Jessica Delgado, de 23 anos, queria há muito tempo sair de Valera, no Estado de Trujillo, na Venezuela, mas estava esperando que acabassem as aulas do mais velho de seus três filhos, de seis anos. Só aí pegou a estrada. Com o fim do calendário escolar, na metade do ano, aumentou a chegada de famílias. “Eu pensava que iríamos caminhar muito, mas não aconteceu, muitas pessoas nos ajudaram”, conta agradecida, com seu bebê de apenas oito meses nos braços, picada pelos pernilongos, mas saudável. As histórias de solidariedade se multiplicam. “Comemos melhor do que na Venezuela”, afirma.
Na região, a Unidade Nacional para a Gestão de Risco de Desastres (UNGRD) lida com a emergência do lado colombiano. Muitos associam esse órgão às catástrofes naturais, mas outra de suas funções é a concentração maciça de pessoas. Na ponte, em que alguns apelidam de a “feira do salva-vidas”, se coordena com a Cruz Vermelha, ACNUR e OIM, entre outros, para levar alimentos, colchonetes, cobertores e tendas de campanha. Por vezes, a espera na intempérie chega a durar mais de um dia. Nos dois lados ladrões espreitam e proliferam os vendedores de bebidas quentes, gorros e luvas.
O fluxo aumentou desde o final do ano passado, até chegar a 3.000 pessoas por dia. Em 7 de agosto, a data da posse de Iván Duque, a chegada maciça superou a capacidade das autoridades e provocou a interdição do fluxo de veículos nesse ponto da fronteira. Durante dois dias ocorreram picos de aproximadamente 8.000 pessoas tentando concretizar sua saída, contam os socorristas. Jesús Fuenmayor, um supervisor venezuelano no improvisado terminal que recebe diariamente de 20 a 30 ônibus de 40 passageiros que vêm carregados com seus compatriotas diretamente de Cúcuta, conta que nesse dia chegou a registrar 72 viagens antes de perder a conta.

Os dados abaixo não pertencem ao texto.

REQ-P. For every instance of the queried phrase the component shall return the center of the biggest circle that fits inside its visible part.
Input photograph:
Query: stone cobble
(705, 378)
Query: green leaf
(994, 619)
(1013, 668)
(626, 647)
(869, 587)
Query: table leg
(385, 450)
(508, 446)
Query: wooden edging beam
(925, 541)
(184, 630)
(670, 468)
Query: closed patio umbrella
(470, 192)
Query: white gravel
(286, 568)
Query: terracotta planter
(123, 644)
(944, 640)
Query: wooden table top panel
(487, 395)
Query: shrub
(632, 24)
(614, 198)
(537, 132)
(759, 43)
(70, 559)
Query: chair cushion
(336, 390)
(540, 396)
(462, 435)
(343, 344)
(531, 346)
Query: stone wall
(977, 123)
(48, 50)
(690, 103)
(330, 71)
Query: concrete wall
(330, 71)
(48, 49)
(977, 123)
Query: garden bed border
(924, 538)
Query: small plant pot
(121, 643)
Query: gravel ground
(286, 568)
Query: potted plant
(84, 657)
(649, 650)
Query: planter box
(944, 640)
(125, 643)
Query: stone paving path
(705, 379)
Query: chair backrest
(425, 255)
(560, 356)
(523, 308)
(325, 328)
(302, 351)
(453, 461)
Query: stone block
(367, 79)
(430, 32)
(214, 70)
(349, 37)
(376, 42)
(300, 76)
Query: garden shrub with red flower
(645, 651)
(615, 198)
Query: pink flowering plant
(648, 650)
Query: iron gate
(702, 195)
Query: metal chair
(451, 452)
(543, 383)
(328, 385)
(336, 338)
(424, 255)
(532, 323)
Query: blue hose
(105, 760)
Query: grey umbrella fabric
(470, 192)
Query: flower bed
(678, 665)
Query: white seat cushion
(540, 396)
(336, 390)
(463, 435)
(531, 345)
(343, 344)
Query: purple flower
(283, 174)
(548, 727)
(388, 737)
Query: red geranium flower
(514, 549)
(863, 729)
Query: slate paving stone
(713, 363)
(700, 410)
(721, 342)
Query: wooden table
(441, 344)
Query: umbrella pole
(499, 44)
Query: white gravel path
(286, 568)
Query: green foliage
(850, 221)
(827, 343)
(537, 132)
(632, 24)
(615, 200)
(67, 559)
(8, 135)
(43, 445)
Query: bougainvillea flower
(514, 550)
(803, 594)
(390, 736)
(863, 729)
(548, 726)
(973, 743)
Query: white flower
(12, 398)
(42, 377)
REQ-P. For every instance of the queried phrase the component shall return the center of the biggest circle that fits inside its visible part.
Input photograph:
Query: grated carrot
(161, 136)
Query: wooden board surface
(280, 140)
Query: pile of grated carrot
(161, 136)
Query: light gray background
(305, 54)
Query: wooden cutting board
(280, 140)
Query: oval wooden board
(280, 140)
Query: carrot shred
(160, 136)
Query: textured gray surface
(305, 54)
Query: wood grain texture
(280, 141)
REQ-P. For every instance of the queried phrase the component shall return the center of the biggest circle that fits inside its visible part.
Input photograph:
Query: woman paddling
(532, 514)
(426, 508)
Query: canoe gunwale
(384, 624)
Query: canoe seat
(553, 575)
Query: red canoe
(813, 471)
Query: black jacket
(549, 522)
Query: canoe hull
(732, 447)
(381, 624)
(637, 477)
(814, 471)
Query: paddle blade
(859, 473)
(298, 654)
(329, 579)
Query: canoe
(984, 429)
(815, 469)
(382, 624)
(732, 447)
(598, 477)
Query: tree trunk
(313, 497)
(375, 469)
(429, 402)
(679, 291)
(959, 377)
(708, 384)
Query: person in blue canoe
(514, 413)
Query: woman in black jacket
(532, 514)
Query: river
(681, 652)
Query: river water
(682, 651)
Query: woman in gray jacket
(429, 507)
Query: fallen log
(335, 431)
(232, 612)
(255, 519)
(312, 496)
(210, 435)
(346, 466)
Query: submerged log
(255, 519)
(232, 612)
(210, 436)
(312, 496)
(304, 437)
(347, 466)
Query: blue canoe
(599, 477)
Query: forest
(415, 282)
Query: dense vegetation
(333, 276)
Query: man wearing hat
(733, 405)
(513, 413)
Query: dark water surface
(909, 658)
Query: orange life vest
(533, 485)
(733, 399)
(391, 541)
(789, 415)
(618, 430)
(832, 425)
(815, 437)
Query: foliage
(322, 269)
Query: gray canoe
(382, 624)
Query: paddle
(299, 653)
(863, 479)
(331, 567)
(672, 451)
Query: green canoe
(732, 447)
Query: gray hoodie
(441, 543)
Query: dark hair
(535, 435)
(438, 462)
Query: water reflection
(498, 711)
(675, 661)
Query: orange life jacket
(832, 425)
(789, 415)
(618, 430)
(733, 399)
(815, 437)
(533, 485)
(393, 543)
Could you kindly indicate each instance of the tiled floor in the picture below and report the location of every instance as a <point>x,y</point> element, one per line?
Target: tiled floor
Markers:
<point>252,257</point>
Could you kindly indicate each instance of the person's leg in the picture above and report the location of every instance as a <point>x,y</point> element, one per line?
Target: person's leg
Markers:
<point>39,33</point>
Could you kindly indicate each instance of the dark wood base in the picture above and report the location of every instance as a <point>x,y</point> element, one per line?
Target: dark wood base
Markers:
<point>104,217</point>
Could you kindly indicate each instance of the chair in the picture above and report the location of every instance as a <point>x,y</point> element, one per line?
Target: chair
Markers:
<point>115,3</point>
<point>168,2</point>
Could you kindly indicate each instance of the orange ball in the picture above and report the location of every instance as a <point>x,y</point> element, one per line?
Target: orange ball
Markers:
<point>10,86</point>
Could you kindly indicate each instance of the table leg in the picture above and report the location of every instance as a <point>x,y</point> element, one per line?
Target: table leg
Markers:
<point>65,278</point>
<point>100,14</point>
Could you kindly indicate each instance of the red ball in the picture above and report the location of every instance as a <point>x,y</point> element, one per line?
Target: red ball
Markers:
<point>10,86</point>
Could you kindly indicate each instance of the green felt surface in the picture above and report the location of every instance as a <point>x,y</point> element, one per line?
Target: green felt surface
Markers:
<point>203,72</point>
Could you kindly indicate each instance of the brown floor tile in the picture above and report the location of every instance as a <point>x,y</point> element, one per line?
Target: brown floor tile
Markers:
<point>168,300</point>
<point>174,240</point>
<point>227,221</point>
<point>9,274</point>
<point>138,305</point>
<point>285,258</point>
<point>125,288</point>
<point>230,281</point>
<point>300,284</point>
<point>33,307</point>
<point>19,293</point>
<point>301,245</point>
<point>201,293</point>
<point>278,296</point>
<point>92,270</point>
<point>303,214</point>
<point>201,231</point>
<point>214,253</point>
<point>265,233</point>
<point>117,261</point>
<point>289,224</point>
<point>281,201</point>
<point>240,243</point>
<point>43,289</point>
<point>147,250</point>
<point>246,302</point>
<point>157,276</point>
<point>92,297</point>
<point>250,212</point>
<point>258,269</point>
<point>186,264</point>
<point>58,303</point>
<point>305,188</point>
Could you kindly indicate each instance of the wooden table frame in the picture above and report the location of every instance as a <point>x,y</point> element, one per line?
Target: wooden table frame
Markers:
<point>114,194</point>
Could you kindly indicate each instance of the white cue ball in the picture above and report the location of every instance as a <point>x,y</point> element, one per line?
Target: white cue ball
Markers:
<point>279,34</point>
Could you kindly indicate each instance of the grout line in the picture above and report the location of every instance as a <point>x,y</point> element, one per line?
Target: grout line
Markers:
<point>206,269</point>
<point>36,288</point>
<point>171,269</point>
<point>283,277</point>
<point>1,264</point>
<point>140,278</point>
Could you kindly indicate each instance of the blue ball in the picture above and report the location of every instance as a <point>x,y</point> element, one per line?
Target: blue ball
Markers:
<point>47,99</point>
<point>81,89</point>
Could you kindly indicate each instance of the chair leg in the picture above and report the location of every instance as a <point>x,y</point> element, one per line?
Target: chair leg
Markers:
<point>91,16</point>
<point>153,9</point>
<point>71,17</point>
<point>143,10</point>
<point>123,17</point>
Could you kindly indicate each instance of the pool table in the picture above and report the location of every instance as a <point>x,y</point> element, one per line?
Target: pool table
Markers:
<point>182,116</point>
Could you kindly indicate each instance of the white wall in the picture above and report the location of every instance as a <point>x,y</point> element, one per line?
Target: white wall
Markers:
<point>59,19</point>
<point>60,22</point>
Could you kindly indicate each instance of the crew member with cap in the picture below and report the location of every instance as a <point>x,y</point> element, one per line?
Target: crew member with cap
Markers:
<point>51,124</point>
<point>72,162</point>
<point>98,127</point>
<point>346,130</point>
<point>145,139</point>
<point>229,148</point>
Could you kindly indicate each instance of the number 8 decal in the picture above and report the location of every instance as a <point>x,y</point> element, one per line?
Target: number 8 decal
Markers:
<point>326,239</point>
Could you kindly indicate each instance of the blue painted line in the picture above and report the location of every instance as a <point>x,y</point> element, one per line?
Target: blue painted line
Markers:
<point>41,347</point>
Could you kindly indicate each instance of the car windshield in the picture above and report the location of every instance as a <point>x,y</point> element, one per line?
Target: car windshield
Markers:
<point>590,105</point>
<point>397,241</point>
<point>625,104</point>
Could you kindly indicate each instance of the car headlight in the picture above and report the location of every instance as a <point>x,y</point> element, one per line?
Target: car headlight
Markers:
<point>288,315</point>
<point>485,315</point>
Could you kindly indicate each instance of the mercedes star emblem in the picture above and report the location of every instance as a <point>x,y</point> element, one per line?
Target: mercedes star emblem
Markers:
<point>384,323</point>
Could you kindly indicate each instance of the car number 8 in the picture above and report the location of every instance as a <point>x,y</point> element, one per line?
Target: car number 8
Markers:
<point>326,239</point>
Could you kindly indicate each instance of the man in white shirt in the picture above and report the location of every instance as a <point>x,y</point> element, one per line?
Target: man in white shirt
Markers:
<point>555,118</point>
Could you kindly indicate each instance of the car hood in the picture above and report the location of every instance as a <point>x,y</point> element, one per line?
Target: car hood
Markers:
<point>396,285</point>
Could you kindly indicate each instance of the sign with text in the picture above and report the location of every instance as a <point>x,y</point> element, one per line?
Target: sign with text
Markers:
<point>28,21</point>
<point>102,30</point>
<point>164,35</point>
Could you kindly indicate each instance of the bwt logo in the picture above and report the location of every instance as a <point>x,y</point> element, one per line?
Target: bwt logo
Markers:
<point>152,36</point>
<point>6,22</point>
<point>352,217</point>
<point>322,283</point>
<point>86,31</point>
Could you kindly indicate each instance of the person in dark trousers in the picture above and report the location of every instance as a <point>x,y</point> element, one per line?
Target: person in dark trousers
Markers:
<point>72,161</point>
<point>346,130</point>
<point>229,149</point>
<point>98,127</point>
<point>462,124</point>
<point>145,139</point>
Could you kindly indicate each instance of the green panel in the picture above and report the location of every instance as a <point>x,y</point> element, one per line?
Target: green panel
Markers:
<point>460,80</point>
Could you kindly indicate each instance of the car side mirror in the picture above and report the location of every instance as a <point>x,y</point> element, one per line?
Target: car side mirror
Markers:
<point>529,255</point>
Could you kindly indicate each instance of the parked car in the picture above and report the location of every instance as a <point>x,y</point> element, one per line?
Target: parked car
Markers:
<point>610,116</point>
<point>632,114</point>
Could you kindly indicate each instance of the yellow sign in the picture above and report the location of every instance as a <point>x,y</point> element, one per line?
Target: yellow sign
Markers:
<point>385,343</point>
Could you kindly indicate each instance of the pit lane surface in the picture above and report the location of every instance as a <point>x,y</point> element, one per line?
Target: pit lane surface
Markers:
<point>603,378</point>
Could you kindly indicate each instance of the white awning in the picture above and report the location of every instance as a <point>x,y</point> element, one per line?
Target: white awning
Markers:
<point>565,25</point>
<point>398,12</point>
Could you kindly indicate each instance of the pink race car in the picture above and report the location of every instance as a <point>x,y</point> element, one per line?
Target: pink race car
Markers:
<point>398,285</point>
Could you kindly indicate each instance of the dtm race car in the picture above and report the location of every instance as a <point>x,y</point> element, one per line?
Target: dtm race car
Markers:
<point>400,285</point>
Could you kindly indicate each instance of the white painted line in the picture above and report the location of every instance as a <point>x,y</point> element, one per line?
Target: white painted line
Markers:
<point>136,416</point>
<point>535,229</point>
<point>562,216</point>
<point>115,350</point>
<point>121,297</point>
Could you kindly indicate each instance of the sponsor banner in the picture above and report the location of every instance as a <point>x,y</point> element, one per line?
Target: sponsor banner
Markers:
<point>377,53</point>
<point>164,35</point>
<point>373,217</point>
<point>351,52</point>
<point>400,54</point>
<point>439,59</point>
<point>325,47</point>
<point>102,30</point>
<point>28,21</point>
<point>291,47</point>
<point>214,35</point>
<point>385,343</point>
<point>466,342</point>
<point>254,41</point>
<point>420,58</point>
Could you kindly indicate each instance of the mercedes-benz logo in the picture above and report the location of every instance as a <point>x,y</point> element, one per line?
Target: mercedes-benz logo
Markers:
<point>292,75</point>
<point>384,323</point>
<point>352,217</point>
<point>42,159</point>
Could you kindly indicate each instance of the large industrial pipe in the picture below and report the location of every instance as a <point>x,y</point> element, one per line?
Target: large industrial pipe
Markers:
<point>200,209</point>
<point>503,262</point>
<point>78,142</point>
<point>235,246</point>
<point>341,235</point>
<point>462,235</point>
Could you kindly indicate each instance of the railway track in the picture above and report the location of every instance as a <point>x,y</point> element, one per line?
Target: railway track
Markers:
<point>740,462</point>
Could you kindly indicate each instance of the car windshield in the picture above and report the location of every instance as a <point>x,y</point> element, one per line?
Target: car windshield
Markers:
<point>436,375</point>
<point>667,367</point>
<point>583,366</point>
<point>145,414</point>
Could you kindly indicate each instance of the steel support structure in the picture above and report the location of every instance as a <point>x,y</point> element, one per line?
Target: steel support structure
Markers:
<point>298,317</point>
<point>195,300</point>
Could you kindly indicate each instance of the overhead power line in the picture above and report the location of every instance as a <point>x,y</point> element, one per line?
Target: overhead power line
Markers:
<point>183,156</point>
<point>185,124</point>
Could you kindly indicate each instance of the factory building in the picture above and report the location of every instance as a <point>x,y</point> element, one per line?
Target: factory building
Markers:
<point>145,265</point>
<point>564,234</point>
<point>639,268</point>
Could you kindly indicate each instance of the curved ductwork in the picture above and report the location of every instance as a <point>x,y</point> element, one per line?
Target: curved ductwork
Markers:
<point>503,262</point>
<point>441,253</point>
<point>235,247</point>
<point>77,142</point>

A razão da correria, de acordo com os locais, foi um rumor surgido na Venezuela que afirmava que o novo presidente colombiano fecharia totalmente a fronteira. Duque denunciou várias vezes a “ditadura” de Nicolás Maduro. Agora todos estão à espera da nova política migratória prometida pelo Governo para enfrentar a crise humanitária provocada pelo êxodo venezuelano. Um tsunami que se espalha pelas fronteiras sul-americanas.